By Charles Matthews

Saturday, February 12, 2011

3. American Notes, by Charles Dickens, pp. 81-92

American Notes (Modern Library)Chapter 4: An American Railroad. Lowell and Its Factory System.
Dickens takes the train to Lowell, Mass., and naturally has much to say about the American railway system.
There are no first and second class carriages as with us; but there is a gentlemen's car and a ladies' car: the main distinction beween which is that in the first, everybody smokes; and in the second, nobody does. As a black man never travels with a white one, there is also a negro car; which is a great blundering clumsy chest, such as Gulliver put to sea in, from the kingdom of Brobdingnag. 
And as usual in America, the train is overheated: "In the centre of the carriage, there is a stove, fed with charcoal or anthracite coal; which is for the most part red-hot. It is insufferably close."

He is struck by the fact that "any lady may travel alone, from one end of the United States to the other, and be certain of the most courteous and considerate treatment everywhere." But he finds his fellow male travelers to be rather difficult to communicate with, since many of them seem so concerned to demonstrate the superiority of the United States over England, "and wherever you are going, you invariably learn that you can't get there without immense difficulty and danger, and that all the great sights are somewhere else."
Politics are much discussed, so are banks, so is cotton. Quiet people avoid the question of the Presidency, for there will be a new election in three years and a half, and party feeling runs very high: the great constitutional feature of this institution being, that directly the acrimony of the last election is over, the acrimony of the next one begins.
Some things don't change.

Along the way to Lowell, Dickens gets his first look at the young country being transformed by the railroad, observing that "on every side there are the boughs, and trunks, and stumps of trees, in every possible stage of decay, decomposition, and neglect." The debris of the wilderness that is being cleared is occasionally interrupted by "open country, glittering with some bright lake or pool, broad as many an English river, but so small here that it scarcely has a name." I remember a friend whose father had come to the United States as a small boy from England. When an aunt who had stayed in England came to visit, my friend was amused by the question she would ask as they drove about the American countryside: "Now, what is the name of that wood?" The vast emptiness and newness of the land Dickens encounters both fascinates and disturbs him.
The train calls at stations in the woods, where the wild impossibility of anybody having the smallest reason to get out, is only to be equalled by the apparently desperate hopelessness of there being anybody to get in. 
This is, we remember, Massachusetts in 1842, not the wilds of Montana. And the journey by rail from Boston to Lowell was only 26 miles.

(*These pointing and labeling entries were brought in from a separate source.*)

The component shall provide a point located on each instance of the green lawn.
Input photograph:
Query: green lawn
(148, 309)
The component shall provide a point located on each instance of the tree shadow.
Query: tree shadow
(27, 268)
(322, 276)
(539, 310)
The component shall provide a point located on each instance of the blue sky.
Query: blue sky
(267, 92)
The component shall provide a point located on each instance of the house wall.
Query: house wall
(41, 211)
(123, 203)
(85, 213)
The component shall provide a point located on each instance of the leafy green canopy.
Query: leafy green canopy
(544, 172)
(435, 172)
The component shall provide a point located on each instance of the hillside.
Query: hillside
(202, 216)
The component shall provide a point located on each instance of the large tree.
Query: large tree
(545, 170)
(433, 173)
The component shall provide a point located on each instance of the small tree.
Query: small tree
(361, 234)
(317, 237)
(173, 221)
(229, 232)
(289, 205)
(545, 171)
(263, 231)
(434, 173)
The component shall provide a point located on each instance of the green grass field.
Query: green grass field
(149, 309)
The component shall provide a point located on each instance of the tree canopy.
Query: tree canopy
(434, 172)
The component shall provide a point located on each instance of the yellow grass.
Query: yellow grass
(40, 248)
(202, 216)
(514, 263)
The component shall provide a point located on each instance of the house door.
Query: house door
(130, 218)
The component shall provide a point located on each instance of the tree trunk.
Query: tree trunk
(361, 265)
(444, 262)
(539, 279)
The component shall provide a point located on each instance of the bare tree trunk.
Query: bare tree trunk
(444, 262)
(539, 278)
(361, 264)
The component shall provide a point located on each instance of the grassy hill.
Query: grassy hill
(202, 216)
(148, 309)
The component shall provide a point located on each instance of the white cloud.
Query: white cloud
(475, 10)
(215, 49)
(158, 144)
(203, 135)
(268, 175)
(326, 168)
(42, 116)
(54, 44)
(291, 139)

He's equally impressed by the newness of Lowell, which is "only just of age -- for if my recollection serve me, it has been a manufacturing town barely one-and-twenty years." (Dickens is a little off here: The Boott Mill, the first Lowell textile mill, opened in 1823.) Indeed, "nothing in the whole town looked old to me, except the mud, which in some parts was almost knee-deep, and might have been deposited there, on the subsiding of the waters of the Deluge ... and when I saw a baby of some week or ten days old in a woman's arms at a street corner, I found myself unconsciously wondering where it came from: never supposing for an instant that it could have been born in such a young town as that."

He has been invited there, of course, as a critic of the abuses of the Industrial Revolution, to inspect the working conditions of the Lowell mill girls, and he comes away impressed. (Far more impressed than later critics of the exploitation of the young female workers, drawn from New England farms.) He finds them "all well dressed, but not to my thinking above their condition; for I like to see the humbler classes of society careful of their dress and appearance."
The rooms in which they worked, were as well ordered as themselves. In the windows of some, there were green plants, which were trained to shade the glass; in all, there was as much fresh air, cleanliness, and comfort, as the nature of the occupation would possibly admit of.
He notes that "There are a few children employed in these factories, but not many. The laws of the State forbid their working more than nine months in the year, and require that they be educated during the other three."

Compared to the documented horrors of English mill work, this seems to Dickens quite satisfactory. And he expects that his readers will be shocked to learn, further, that "Firstly, there is a joint-stock piano in a great many of the boarding-houses. Secondly, nearly all these young ladies subscribe to circulating libraries." And thirdly, that they publish their own periodical, The Lowell Offering, "A repository of original articles, written exclusively by females actively employed in the mills." The objection in England that he anticipates is, "These things are above their station." He replies, "Are we quite sure that we in England have not formed our ideas of the 'station' of working people, from accustoming ourselves to the contemplation of that class as they are, and not as they might be?"

Still, he claims, "I have carefully abstained from drawing a comparison between these factories and those of our own land." Largely because the reader of Dickens already knows what comparisons he would draw.